Publié le 30 Nov, 2008
The report of the Parliamentary Office for Scientific and Technological Assessment (OPECST) written by the deputies Jean-Sébastien Vialatte (UMP) and Alain Claeys (PS) is aimed to make the Members of Parliament think about the challenges of the revision of the law of bioethics. 
Towards a framework law?
Considering that the revision of this law is heavy and compatible with difficulty with the rapidity of scientific advances, they advocate an evolution towards “a framework law which expresses the great principles and the prohibitions, but does not mention the technicality“. This framework law would be assessed each year by the Agency of Biomedicine and the OPECST, “which could allow a bigger reactivity” according to Alain Claeys. 
Access to the MTP
On the question of the medically assisted fertilisation, the OPECST proposes not to reserve these techniques to “stable” couples which have at least two years of common live, “in order to take into account the evolution of the society“. The report proposes to open the MTP to single women, with a psychological follow-up and recommends a deep debate for its access to homosexual couples.
Removal of anonymity?
The reports advocates also that children born through artificial insemination with donor may know their origins, under some conditions.
Post-mortem implantation
The rapporteurs suggest authorising a woman to use her frozen embryos after the death of her husband, with her husband’s written agreement, after a three to six month period after the death and with a psychological follow-up of the mother.

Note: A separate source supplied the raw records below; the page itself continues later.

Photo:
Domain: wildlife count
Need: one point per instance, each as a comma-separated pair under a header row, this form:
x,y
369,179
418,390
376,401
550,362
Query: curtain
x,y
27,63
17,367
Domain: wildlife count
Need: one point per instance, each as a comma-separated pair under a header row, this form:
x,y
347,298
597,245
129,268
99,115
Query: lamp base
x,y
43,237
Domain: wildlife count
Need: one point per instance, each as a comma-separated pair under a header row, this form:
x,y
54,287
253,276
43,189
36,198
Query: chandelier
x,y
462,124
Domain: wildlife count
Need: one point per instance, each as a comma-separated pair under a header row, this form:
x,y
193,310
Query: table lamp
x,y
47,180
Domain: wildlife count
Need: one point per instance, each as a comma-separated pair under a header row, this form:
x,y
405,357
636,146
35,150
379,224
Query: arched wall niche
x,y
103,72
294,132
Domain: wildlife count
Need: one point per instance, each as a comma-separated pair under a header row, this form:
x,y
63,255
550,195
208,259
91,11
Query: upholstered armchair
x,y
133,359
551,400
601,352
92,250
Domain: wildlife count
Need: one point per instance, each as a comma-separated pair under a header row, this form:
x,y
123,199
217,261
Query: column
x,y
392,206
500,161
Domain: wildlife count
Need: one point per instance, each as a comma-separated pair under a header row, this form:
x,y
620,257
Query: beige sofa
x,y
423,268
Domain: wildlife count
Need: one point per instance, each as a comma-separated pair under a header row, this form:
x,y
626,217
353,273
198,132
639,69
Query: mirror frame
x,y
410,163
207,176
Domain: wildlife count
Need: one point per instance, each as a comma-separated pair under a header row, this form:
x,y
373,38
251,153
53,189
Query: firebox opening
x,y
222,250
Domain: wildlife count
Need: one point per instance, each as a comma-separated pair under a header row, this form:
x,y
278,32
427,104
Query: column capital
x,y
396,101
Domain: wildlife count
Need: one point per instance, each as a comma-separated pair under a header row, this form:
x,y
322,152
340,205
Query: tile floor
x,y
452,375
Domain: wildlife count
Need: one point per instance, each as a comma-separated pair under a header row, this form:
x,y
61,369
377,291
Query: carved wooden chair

On the question of the surrogate motherhood, the report is more reserved, because “the desire to have a child is not sufficient“.
Research on embryo
The research on human embryonic stem cells is one the major challenges of the revision of the law and the reports defends a scheme of controlled authorisation; it specifies that the “researches on stem cells fertilize mutually; without the researches on human embryonic stem cells, those very promising on IPS cells could not have been possible“. 
Cloning and hybrid embryos
Finally, the MPs pronounce in favour of the authorisation of therapeutic cloning “subject to availability of human oocytes“. They want also a debate on inter-species “therapeutic” cloning, (in other words on the creation of hybrid embryos, for example man-animal, as this has just been authorised in England), “subject to prohibit the use of human oocytes and the implantation of the cybrid“.